Despite providing comprehensive insights into the diversity and dissemination characteristics of ARGs and plasmids in the perianal skin microbiota of patients with perianal diseases, this study has certain limitations. The analysis in this study focused on cultivable bacterial isolates, which may exclude bacteria that cannot grow under standard laboratory conditions. Therefore, the observed resistance network may not fully represent the diversity of ARGs within the perianal skin microbiome. Moreover, the strain database analyzed in this study was derived from a single medical institution. Additionally, the overall sample size remains limited, and some bacterial genera are underrepresented, potentially leading to an underestimation of the diversity of rare resistance mechanisms. Future studies should include larger cohorts, multi-center sampling, and broader clinical contexts to validate and extend the resistance dissemination patterns revealed in this study. In addition, metagenomic analyses should be conducted to overcome the limitations associated with the culture-dependent approach used in this work. Furthermore, given the substantial genotype–phenotype discrepancies observed, future efforts should focus on uncovering and characterizing novel and previously unrecognized resistance mechanisms.

5. Conclusions

In conclusion, this study reveals that ARGs in the perianal skin are highly structured and organized into two dominant modules: one centered around mecA, representing a staphylococcal resistance module, and the other centered around tet(A), representing a broad-spectrum Gram-negative resistance module.

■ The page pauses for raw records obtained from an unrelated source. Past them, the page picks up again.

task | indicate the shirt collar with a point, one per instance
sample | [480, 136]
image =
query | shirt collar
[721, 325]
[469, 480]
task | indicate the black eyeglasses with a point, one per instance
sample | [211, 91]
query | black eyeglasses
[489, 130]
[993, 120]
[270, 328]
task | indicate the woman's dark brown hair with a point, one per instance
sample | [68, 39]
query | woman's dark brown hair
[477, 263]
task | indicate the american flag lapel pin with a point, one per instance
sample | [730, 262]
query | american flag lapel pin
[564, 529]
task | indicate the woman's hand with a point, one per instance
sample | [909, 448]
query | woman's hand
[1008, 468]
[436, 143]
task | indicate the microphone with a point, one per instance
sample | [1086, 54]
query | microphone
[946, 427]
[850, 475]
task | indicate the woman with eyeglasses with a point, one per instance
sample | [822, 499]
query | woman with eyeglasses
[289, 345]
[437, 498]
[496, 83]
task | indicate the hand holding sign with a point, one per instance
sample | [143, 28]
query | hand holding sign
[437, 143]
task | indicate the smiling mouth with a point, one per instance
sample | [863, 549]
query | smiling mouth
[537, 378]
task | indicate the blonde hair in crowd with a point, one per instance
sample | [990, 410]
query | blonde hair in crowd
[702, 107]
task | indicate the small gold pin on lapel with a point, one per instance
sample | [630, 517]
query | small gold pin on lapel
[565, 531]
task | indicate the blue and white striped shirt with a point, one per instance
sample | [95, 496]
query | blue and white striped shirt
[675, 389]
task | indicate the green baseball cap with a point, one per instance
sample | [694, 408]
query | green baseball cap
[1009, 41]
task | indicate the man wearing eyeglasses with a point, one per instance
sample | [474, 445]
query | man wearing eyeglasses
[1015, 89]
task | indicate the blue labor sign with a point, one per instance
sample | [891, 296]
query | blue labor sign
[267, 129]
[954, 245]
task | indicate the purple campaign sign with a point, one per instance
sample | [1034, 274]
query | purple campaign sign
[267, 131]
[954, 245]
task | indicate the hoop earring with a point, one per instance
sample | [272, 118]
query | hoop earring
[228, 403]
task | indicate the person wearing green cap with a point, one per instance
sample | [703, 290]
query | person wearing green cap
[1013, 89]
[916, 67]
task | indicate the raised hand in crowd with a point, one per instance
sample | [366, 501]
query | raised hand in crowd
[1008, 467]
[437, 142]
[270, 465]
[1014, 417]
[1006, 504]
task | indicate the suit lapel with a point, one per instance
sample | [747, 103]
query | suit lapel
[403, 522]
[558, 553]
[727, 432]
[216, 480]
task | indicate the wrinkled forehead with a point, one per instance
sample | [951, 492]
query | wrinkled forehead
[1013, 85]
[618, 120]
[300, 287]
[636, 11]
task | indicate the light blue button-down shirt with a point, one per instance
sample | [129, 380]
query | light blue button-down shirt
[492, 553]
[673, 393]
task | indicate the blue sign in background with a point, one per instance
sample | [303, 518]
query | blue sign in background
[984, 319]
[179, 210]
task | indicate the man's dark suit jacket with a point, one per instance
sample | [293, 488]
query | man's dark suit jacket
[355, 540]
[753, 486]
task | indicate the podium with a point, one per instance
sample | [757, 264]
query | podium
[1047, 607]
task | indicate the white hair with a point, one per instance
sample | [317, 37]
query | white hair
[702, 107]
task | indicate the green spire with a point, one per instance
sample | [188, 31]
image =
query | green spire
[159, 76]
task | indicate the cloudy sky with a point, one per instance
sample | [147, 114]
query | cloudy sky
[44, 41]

Furthermore, the analysis indicates that plasmids of the IncFIB family are the primary vectors associated with the dissemination of this multidrug resistance module. In addition, the significant discordance between genotypes and phenotypes suggests the presence of resistance mechanisms in this niche that remain unknown. Overall, these findings establish the perianal skin as a complex and clinically significant hub for the accumulation and exchange of mobile resistance elements, underscoring its importance in AMR surveillance and infection control.

Supplementary Materials

The following supporting information can be downloaded at https://www.mdpi.com/article/10.3390/biology14081000/s1, Table S1: Bacterial strain information table; Table S2: Weighted co-occurrence table of antibiotic resistance genes in the network; Table S3: Weights of association between antibiotic resistance genes and plasmid replicons; Table S4: Antimicrobial susceptibility tests. Table S5: Quantification of edge types by genomic context of connected ARGs in the co-occurrence network. Table S6: Kappa statistics. Supplementary Document Code.

Author Contributions

Conceptualization, M.W. and X.L.; methodology: R.J.; validation, R.J.; formal analysis, R.J.; investigation, R.J., W.S., W.W., L.S. and X.Z.; resources, X.L.; writing—original draft preparation, R.J.; writing—review and editing, Y.Z., H.X., X.G. and L.L.; visualization, R.J.; supervision, M.W.; project administration, M.W. and X.L.; funding acquisition: Y.Z., X.G., L.L., M.W. and X.L. All authors have read and agreed to the published version of the manuscript.

Funding

This work was funded by National Key Research and Development Program of China [grant number 2022YFE0199800], Qingdao Science and Technology Wellness Promotion Demonstration Program [grant number 24-1-8-smjk-13-nsh], the National Natural Science Foundation of China [grant number 82271658], SKLMT Frontiers and Challenges Project [grant number SKLMTFCP-2023-01], Shandong Provincial Natural Science Foundation [grant numbers ZR2024QD228 and ZR2024QC311], Qingdao Natural Science Foundation [grant number 24-4-4-zrjj-40-jch], and Opening Project of Shanghai Key Laboratory of Atmospheric Particle Pollution and Prevention (LAP) [grant number FDLAP24008].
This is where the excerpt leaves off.